Slashdot Mirror


Is Microsoft Crawling Google?

triplecoil writes "Jason Dowdell over at WebProNews has written a piece questioning a tactic Microsoft might be using to beef up its new search engine. He thinks they might be dipping into Google's results to supplement its own. Dowdell likens it to leaving your garbage on the curb--anyone could conceivably go through it and take whatever is there for their own."

38 of 480 comments (clear)

  1. Don't concern yourself with this crap... by garcia · · Score: 4, Insightful

    Has anyone out there seen similar behavior on their own sites? Please comment with your qualitative/objective data if so.

    Sure, I see crawlers on my site all the time sometimes hitting the same URL over and over again. Do I understand their repetitive behavior? No. Do I care what they are doing? No, as long as they are obeying my robots.txt.

    I have complained before about MSNbot ignoring changes to robots.txt while Google happily changed its habbits (I can't find the link sorry). My recent fighting with Googlebot has come to a head when I had to disallow them access to my gallery completely because they refused to honor anything except Disallow: /. I had to go so far as to point Googlebot at my robots.txt and tell it to remove all the previous links. It was rather annoying dealing with support via email from Googlebot as they have apparently taken on the stance of "we don't care but you should put meta tags in all your files so that we don't index those pages." Umm, you are crawling MY site for YOUR profit, you do as I say, not the other way around.

    Do I care if MSNbot is crawling Google and then finding sites and links to search? No as it's none of OUR concern. What is OUR concern is our own robots.txt and how the spiders interact with our sites through that file. Let Google deal with Microsoft/MSNbot if that's what needs to be done but don't concern yourself with it otherwise.
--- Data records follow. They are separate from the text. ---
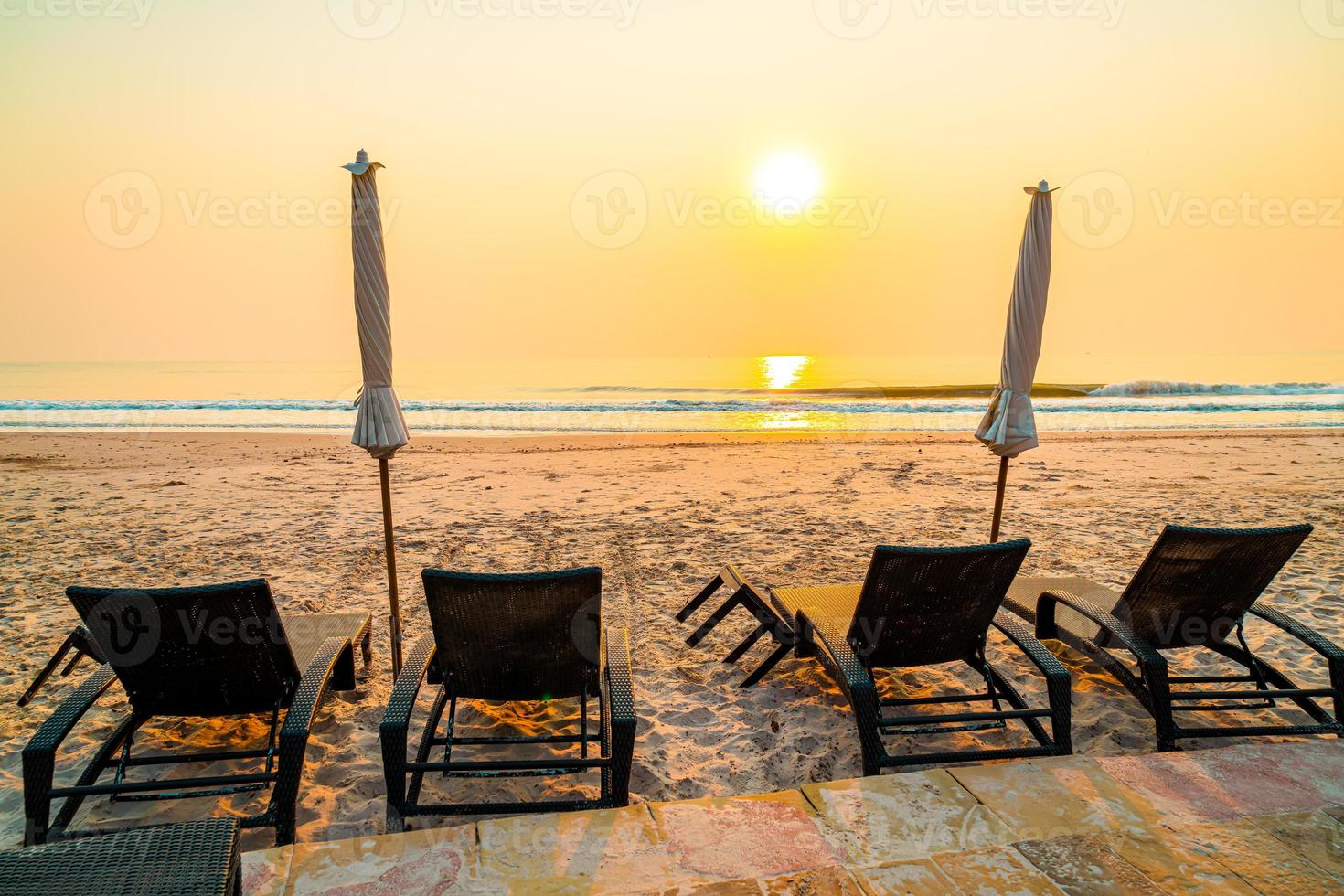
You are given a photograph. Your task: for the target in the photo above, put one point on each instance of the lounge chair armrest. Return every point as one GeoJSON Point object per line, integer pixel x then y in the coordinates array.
{"type": "Point", "coordinates": [39, 753]}
{"type": "Point", "coordinates": [617, 689]}
{"type": "Point", "coordinates": [311, 689]}
{"type": "Point", "coordinates": [617, 718]}
{"type": "Point", "coordinates": [831, 635]}
{"type": "Point", "coordinates": [1046, 626]}
{"type": "Point", "coordinates": [1035, 650]}
{"type": "Point", "coordinates": [62, 721]}
{"type": "Point", "coordinates": [1308, 635]}
{"type": "Point", "coordinates": [408, 686]}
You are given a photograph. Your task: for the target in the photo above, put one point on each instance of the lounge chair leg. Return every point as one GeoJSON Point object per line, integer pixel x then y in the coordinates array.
{"type": "Point", "coordinates": [74, 661]}
{"type": "Point", "coordinates": [700, 598]}
{"type": "Point", "coordinates": [715, 618]}
{"type": "Point", "coordinates": [766, 666]}
{"type": "Point", "coordinates": [48, 669]}
{"type": "Point", "coordinates": [746, 644]}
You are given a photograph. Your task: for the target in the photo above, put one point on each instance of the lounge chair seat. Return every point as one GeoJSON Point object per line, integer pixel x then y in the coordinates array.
{"type": "Point", "coordinates": [202, 652]}
{"type": "Point", "coordinates": [1195, 589]}
{"type": "Point", "coordinates": [512, 637]}
{"type": "Point", "coordinates": [192, 859]}
{"type": "Point", "coordinates": [915, 607]}
{"type": "Point", "coordinates": [305, 633]}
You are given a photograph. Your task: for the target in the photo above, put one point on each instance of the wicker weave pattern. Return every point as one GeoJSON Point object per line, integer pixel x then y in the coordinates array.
{"type": "Point", "coordinates": [195, 859]}
{"type": "Point", "coordinates": [517, 637]}
{"type": "Point", "coordinates": [208, 650]}
{"type": "Point", "coordinates": [923, 606]}
{"type": "Point", "coordinates": [214, 650]}
{"type": "Point", "coordinates": [1197, 584]}
{"type": "Point", "coordinates": [917, 606]}
{"type": "Point", "coordinates": [1195, 589]}
{"type": "Point", "coordinates": [511, 637]}
{"type": "Point", "coordinates": [932, 604]}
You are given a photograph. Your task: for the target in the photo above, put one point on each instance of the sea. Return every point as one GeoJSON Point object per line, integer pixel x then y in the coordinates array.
{"type": "Point", "coordinates": [757, 394]}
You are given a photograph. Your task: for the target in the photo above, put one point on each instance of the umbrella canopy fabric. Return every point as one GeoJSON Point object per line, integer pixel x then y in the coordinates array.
{"type": "Point", "coordinates": [379, 429]}
{"type": "Point", "coordinates": [1009, 425]}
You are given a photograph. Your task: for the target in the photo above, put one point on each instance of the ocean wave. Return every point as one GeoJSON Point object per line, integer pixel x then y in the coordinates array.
{"type": "Point", "coordinates": [1146, 403]}
{"type": "Point", "coordinates": [1157, 389]}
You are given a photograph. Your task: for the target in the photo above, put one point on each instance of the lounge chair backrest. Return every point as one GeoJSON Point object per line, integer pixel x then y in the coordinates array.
{"type": "Point", "coordinates": [517, 635]}
{"type": "Point", "coordinates": [920, 606]}
{"type": "Point", "coordinates": [1197, 584]}
{"type": "Point", "coordinates": [208, 650]}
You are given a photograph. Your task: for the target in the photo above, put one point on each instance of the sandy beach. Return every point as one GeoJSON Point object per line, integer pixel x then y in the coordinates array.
{"type": "Point", "coordinates": [659, 515]}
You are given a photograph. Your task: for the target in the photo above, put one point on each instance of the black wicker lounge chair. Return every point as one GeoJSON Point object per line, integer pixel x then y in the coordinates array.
{"type": "Point", "coordinates": [202, 652]}
{"type": "Point", "coordinates": [192, 859]}
{"type": "Point", "coordinates": [1194, 590]}
{"type": "Point", "coordinates": [918, 607]}
{"type": "Point", "coordinates": [512, 638]}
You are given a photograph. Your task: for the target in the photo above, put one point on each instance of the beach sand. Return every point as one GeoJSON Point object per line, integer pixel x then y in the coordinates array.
{"type": "Point", "coordinates": [659, 515]}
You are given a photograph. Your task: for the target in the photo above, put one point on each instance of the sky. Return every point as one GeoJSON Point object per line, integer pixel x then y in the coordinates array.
{"type": "Point", "coordinates": [580, 179]}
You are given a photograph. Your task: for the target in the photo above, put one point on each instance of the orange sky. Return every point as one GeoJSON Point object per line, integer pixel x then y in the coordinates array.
{"type": "Point", "coordinates": [174, 188]}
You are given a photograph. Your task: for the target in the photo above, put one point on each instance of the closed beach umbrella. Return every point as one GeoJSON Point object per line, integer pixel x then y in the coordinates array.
{"type": "Point", "coordinates": [1009, 426]}
{"type": "Point", "coordinates": [379, 429]}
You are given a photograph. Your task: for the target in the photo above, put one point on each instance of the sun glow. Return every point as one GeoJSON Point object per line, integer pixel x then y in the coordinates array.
{"type": "Point", "coordinates": [788, 182]}
{"type": "Point", "coordinates": [783, 371]}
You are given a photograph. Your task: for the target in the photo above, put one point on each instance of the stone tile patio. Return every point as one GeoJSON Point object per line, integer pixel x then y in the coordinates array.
{"type": "Point", "coordinates": [1241, 819]}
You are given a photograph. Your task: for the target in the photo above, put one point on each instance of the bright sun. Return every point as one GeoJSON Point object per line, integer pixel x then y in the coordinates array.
{"type": "Point", "coordinates": [788, 182]}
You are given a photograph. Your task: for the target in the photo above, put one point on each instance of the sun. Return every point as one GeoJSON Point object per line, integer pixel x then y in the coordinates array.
{"type": "Point", "coordinates": [788, 182]}
{"type": "Point", "coordinates": [783, 371]}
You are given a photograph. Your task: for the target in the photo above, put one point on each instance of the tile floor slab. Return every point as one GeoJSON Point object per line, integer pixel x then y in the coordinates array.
{"type": "Point", "coordinates": [436, 859]}
{"type": "Point", "coordinates": [906, 816]}
{"type": "Point", "coordinates": [1175, 867]}
{"type": "Point", "coordinates": [1258, 858]}
{"type": "Point", "coordinates": [1043, 798]}
{"type": "Point", "coordinates": [1235, 782]}
{"type": "Point", "coordinates": [728, 838]}
{"type": "Point", "coordinates": [1083, 864]}
{"type": "Point", "coordinates": [898, 879]}
{"type": "Point", "coordinates": [265, 870]}
{"type": "Point", "coordinates": [1317, 836]}
{"type": "Point", "coordinates": [992, 872]}
{"type": "Point", "coordinates": [605, 845]}
{"type": "Point", "coordinates": [831, 880]}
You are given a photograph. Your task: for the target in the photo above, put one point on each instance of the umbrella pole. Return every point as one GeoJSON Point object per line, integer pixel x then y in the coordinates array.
{"type": "Point", "coordinates": [395, 623]}
{"type": "Point", "coordinates": [998, 500]}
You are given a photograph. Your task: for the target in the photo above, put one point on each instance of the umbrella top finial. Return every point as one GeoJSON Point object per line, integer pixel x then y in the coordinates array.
{"type": "Point", "coordinates": [362, 164]}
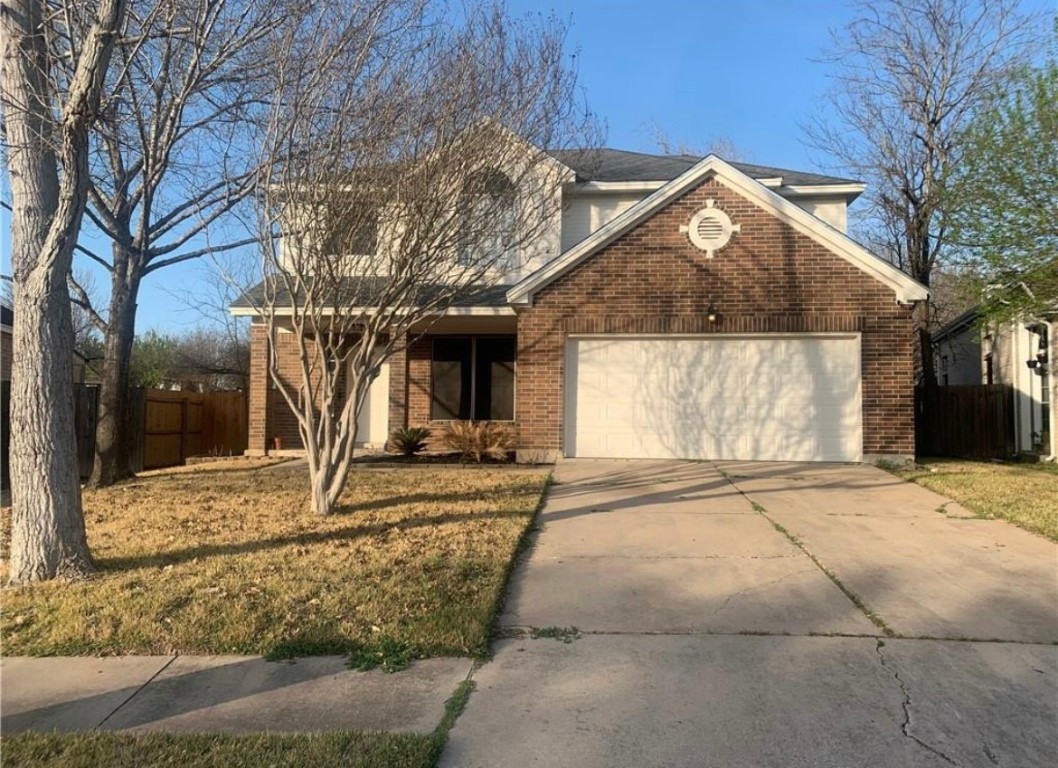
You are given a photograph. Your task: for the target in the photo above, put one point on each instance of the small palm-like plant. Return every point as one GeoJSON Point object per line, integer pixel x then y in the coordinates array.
{"type": "Point", "coordinates": [409, 440]}
{"type": "Point", "coordinates": [479, 439]}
    1. Re:Don't concern yourself with this crap... by finkployd · · Score: 4, Insightful

      Umm, you are crawling MY site for YOUR profit, you do as I say, not the other way around.
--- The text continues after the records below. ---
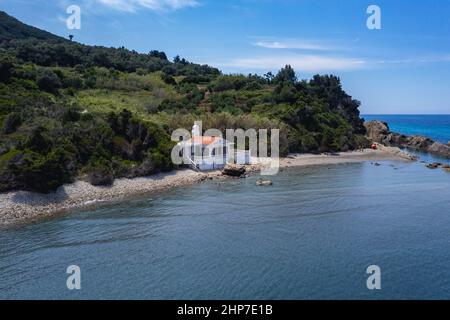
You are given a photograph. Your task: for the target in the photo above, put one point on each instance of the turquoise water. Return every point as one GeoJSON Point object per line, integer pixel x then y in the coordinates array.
{"type": "Point", "coordinates": [436, 127]}
{"type": "Point", "coordinates": [310, 236]}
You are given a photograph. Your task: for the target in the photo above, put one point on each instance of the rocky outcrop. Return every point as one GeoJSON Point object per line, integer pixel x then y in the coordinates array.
{"type": "Point", "coordinates": [234, 170]}
{"type": "Point", "coordinates": [440, 149]}
{"type": "Point", "coordinates": [100, 178]}
{"type": "Point", "coordinates": [379, 132]}
{"type": "Point", "coordinates": [264, 183]}
{"type": "Point", "coordinates": [376, 130]}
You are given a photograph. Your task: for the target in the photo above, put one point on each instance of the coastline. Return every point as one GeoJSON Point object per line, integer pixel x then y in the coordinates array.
{"type": "Point", "coordinates": [22, 206]}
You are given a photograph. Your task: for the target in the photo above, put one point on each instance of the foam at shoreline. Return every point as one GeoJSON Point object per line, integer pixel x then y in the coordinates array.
{"type": "Point", "coordinates": [21, 205]}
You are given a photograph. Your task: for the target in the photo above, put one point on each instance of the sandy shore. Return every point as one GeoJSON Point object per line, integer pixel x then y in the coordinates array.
{"type": "Point", "coordinates": [21, 206]}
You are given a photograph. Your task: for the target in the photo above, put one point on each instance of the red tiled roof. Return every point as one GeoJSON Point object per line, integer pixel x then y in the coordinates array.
{"type": "Point", "coordinates": [205, 140]}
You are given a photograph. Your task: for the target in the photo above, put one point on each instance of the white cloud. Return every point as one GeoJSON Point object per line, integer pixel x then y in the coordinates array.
{"type": "Point", "coordinates": [155, 5]}
{"type": "Point", "coordinates": [302, 63]}
{"type": "Point", "coordinates": [291, 44]}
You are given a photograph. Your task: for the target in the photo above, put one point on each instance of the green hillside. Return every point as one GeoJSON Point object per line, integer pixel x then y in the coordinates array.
{"type": "Point", "coordinates": [71, 111]}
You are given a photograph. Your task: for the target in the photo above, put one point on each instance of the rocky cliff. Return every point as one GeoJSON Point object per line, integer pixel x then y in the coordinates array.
{"type": "Point", "coordinates": [378, 131]}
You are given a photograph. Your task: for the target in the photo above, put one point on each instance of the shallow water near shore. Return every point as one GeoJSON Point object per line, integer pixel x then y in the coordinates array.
{"type": "Point", "coordinates": [309, 236]}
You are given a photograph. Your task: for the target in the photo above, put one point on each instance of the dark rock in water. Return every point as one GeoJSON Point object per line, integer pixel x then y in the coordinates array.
{"type": "Point", "coordinates": [440, 149]}
{"type": "Point", "coordinates": [376, 130]}
{"type": "Point", "coordinates": [234, 170]}
{"type": "Point", "coordinates": [101, 178]}
{"type": "Point", "coordinates": [433, 165]}
{"type": "Point", "coordinates": [3, 150]}
{"type": "Point", "coordinates": [379, 132]}
{"type": "Point", "coordinates": [264, 183]}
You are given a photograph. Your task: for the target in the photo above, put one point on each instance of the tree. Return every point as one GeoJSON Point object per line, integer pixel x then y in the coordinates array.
{"type": "Point", "coordinates": [48, 81]}
{"type": "Point", "coordinates": [286, 75]}
{"type": "Point", "coordinates": [158, 54]}
{"type": "Point", "coordinates": [6, 69]}
{"type": "Point", "coordinates": [269, 77]}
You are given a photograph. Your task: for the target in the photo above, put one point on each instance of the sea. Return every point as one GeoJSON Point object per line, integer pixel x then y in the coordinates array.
{"type": "Point", "coordinates": [317, 233]}
{"type": "Point", "coordinates": [437, 127]}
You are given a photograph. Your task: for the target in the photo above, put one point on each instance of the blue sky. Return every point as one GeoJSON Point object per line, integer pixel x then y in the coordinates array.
{"type": "Point", "coordinates": [402, 68]}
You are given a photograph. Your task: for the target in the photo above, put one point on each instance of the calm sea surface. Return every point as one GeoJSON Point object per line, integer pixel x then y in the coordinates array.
{"type": "Point", "coordinates": [310, 236]}
{"type": "Point", "coordinates": [436, 127]}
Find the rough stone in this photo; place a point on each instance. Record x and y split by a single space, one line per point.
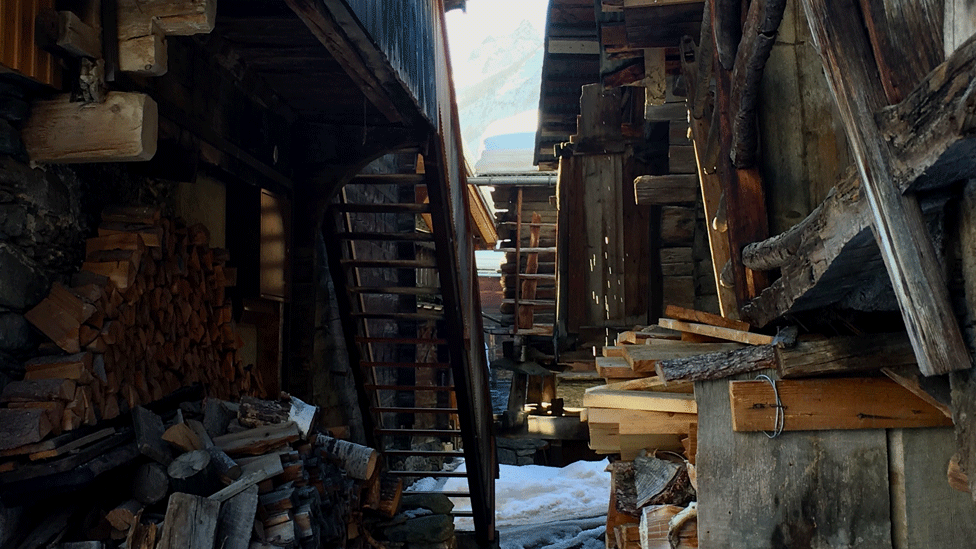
24 285
521 444
15 333
427 529
438 503
507 457
13 220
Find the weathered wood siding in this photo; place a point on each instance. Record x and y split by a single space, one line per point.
406 31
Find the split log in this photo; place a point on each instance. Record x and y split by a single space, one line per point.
38 390
259 440
190 521
236 519
60 131
182 437
21 427
358 461
193 473
124 516
758 37
150 484
149 435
      No offense dude, but you are the one who put the site out their publically. Now if they are DoSing you then you have a valid complaint but robots.txt is just there as a friendly suggestion. I can write a search bot today that completely ignores it and there is nothing wrong with that (except perhaps ethically but even that is arguable) If you don't want people (or bots) viewing it then password protect it or take it off the public interweb.

    2. Re:Don't concern yourself with this crap... by mollymoo · · Score: 5, Interesting
      No offense dude, but you are the one who put the site out their publically. Now if they are DoSing you then you have a valid complaint but robots.txt is just there as a friendly suggestion.

      There's more to it than that. Google caches your pages and makes that cache of your copyright material available. Arguably if you have used your robots.txt file to tell it not to index (and therefore cache) your pages and it still does they are breaching copyright. OK, the Google cache is the world's largest breach of copyright anyway, but if you have told its spider not to index and it does regardless, that's a different ballgame.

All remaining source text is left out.